David Vandeven: Sie kennen (?den Streit) sicherlich auch draußen ausgeführt auf der Straße, dass viele das Gefühl haben, die AFD vertritt diese Meinung zu schwach im Bundestag. Und Ihnen wurde ja auch Führungsschwäche-, also unterstellt, nenne ich es jetzt mal. Sie wurden aber wieder bestätigt als Bundessprecher, Sie wurden wiedergewählt, die Kritiker wurden daraufhin bisschen leiser, zumindest innerhalb der eignen Partei oder der Fraktion. Aber draußen auf der Straße sagt man sich, wir haben so das Gefühl, dass die da oben noch nicht wirklich erkannt haben, was hier unten los ist. hat die AFD den richtigen Finger in der richtigen Wunde, oder hat sie die falschen Töne derzeit? Oder warum kommt diese Wahrnehmung?

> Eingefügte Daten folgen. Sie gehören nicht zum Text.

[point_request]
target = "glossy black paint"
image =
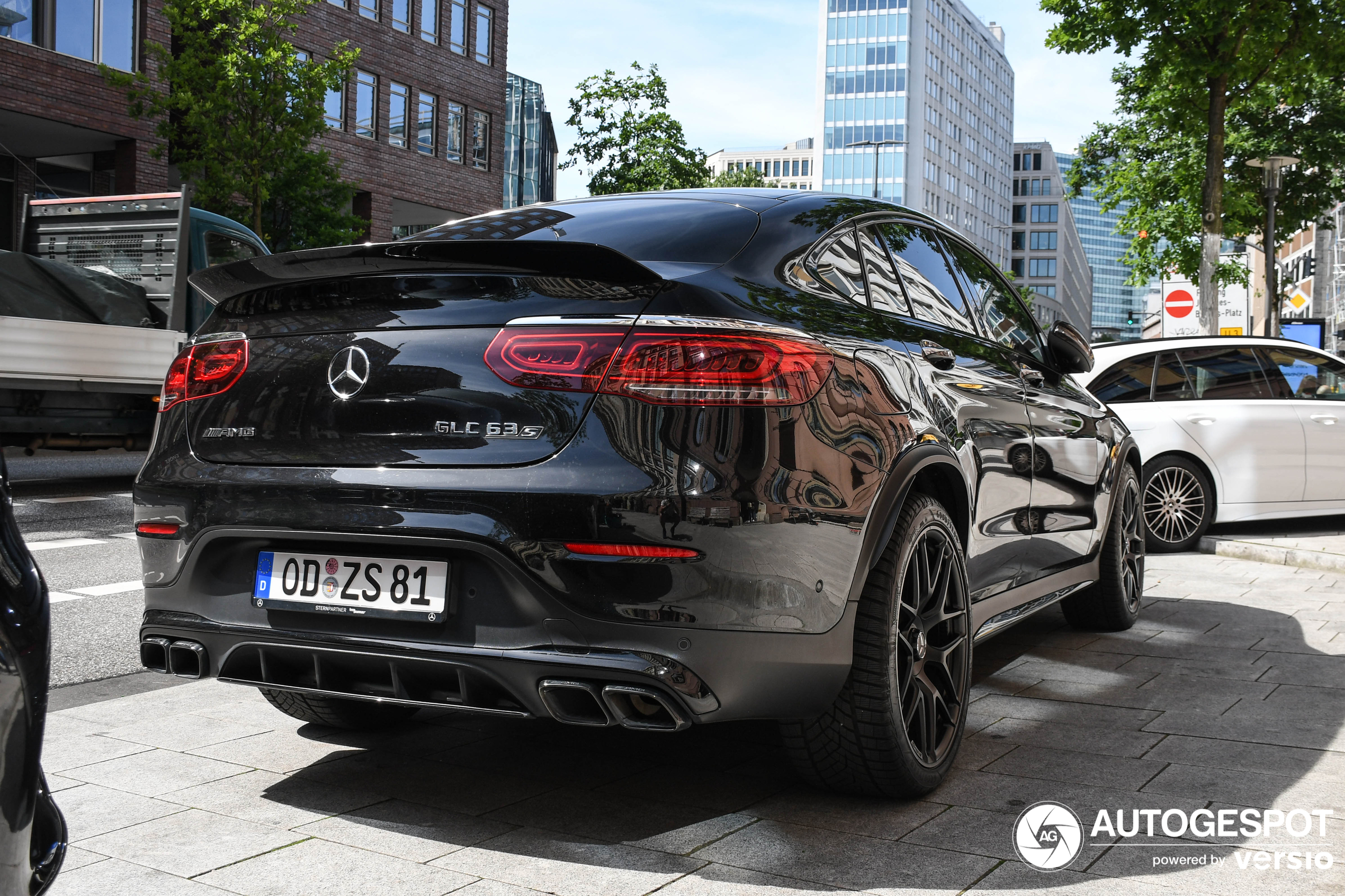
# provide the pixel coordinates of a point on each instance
(786, 505)
(33, 832)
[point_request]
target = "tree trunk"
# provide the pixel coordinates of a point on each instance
(1212, 207)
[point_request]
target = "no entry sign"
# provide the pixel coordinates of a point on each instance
(1179, 303)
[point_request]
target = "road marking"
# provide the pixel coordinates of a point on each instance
(116, 587)
(61, 543)
(80, 497)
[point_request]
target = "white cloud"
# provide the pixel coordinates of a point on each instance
(746, 74)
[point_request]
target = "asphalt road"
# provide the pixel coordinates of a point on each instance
(80, 532)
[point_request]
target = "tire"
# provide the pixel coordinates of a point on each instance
(1113, 602)
(896, 726)
(334, 712)
(1179, 504)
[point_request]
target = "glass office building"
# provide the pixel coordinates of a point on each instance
(932, 81)
(1118, 311)
(529, 146)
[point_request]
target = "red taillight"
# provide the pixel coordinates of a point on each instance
(629, 550)
(718, 368)
(663, 367)
(205, 370)
(571, 360)
(158, 528)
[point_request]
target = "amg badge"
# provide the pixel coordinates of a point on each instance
(491, 432)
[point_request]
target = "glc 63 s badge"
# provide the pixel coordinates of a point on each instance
(491, 432)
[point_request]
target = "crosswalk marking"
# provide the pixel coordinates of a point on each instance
(116, 587)
(61, 543)
(78, 497)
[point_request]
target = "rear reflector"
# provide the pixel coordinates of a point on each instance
(629, 550)
(205, 370)
(158, 528)
(564, 359)
(661, 366)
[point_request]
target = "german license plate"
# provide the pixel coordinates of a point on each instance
(390, 589)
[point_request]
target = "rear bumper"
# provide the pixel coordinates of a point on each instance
(505, 636)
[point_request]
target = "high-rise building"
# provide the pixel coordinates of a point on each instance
(1118, 310)
(931, 84)
(1048, 258)
(790, 166)
(529, 144)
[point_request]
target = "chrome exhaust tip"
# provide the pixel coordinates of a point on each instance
(643, 708)
(154, 653)
(187, 660)
(575, 703)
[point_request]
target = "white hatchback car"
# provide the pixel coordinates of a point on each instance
(1230, 428)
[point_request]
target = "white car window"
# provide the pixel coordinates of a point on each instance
(1306, 374)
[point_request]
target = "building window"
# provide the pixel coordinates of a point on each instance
(483, 35)
(429, 21)
(481, 140)
(458, 26)
(456, 117)
(399, 97)
(425, 125)
(366, 100)
(334, 108)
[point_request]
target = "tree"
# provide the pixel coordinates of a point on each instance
(741, 178)
(1200, 66)
(627, 143)
(238, 111)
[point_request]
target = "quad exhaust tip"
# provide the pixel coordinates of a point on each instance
(584, 703)
(182, 659)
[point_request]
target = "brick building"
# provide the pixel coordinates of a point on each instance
(420, 128)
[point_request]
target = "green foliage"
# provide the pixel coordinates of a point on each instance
(238, 111)
(1214, 84)
(627, 143)
(746, 178)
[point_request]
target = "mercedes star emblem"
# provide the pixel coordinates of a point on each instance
(347, 373)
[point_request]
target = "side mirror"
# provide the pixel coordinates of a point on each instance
(1069, 348)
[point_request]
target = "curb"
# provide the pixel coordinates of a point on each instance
(1271, 554)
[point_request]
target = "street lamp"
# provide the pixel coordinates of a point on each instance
(877, 148)
(1273, 178)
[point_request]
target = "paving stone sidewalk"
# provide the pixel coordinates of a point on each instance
(1229, 693)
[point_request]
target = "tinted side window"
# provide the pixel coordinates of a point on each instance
(1171, 383)
(1305, 374)
(838, 266)
(1230, 373)
(1005, 318)
(1132, 381)
(930, 283)
(884, 285)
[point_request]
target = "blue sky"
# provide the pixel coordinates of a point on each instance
(744, 74)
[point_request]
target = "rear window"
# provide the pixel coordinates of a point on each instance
(648, 230)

Tino Chrupalla: Ich denke, dass wir das schon sehr wohl im Bundestag artikulieren, klar und deutlich. Was wir natürlich absolut-, was uns fehlt, und das muss man wirklich sagen, ist die Repräsentanz in den öffentlich-rechtlichen Rundfunkanstalten, die haben wir nicht, ja. Und das ist ja auch ein Grund, warum wir totgeschwiegen werden. Und da muss man sich einfach fragen, alleine wenn wir die Umfragewerte aktuell sehen, der AFD, zwischen zwölf und vierzehn Prozent, obwohl wir in keiner einzigen Talksendung seit der Bundestagswahl eingeladen wurden, ist da ja schonmal ein erstaunlicher Wert. Wenn ich jetzt Vergleiche mit den Grünen sehe oder der SPD, die in jeder Talksendung sehen-, sitzen. Und wo dort wirklich Repräsentanten, die nie mal was gelernt haben, die nie mal einen Berufsabschluss haben, ihren Unsinn breittreten können und immer wieder eingeladen werden. Das ärgert uns natürlich, das wissen aber auch die öffentlich-rechtlichen Rundfunkanstalten, dass uns das ärgert. Deswegen brauchen wir natürlich andere Formate, wie hier heute, die wir gerne wahrnehmen, um einfach auch unsere Position mal ausführlich darstellen zu können. Und man muss natürlich trotzdem unterscheiden zwischen der öffentlichen Meinung auf der Straße und auch der Repräsentanz im Bundestag. Und die parlamentarische Arbeit ist ein Stückweit anders als natürlich die Arbeit auf der Straße. Beides, und ich denke das sind wir, wir sind Parlamentspartei, aber auch Straßenbewegung, immer noch. Und das dürfen wir uns auch nicht wegnehmen lassen. Und das machen wir aktuell wieder, dass wir sehr wohl das Ohr in der Bürgerschaft haben, dass wir den Mittelstand vertreten. Das mache ich genauso mit Besuchen im Wahlkreis, und dass wir diese Probleme in den Bundestag natürlich hineintragen, um darauf aufmerksam zu machen. Das ist die einzige Möglichkeit, die eine Opposition, eine wahrnehmbare Opposition, wie wir es sind, eigentlich auch haben. 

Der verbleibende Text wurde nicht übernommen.